Burundi peace talks moved from Arusha to Bujumbura

06Dec 2016
Edward Qorro
The Guardian
Burundi peace talks moved from Arusha to Bujumbura

IT’S now official. The inter-Burundi peace dialogue has been relocated from Arusha to the troubled country’s capital Bujumbura, and is due to start tomorrow.

Benjamin William Mkapa

A source privy to the talks confirmed to The Guardian yesterday that this latest development comes after a long push by the government.

The third round of talks, to last three days, will be facilitated as usual by the current dialogue mediator and former Tanzanian president Benjamin William Mkapa, the source confirmed.
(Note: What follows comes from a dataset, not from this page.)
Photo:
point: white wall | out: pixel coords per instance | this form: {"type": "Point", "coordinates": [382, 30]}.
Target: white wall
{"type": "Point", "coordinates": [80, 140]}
The change of venue for the dialogue comes months after reports that some delegates were expected to ditch the crucial peace talks, pushing for their relocation to Burundi.

During the first dialogue in May this year, several participants openly expressed their preference for the talks to be held within Burundi.

The Burundi minister of external relations and international cooperation, Alain Aime Nyamitwe, was quoted on the sidelines of that first round of talks as saying they had come to Arusha out of respect of the East African Cooperation (EAC).

“In the first place, we didn’t want to come here, but only for the sake of the EAC, we had to,” Nyamitwe said.

Speaking to The Guardian in June, Burundi’s ambassador in Russia, Guillaume Ruzoviyo said though they were confident with the facilitator, he believed that peace would only return to his country once the dialogue reconvenes in Bujumbura.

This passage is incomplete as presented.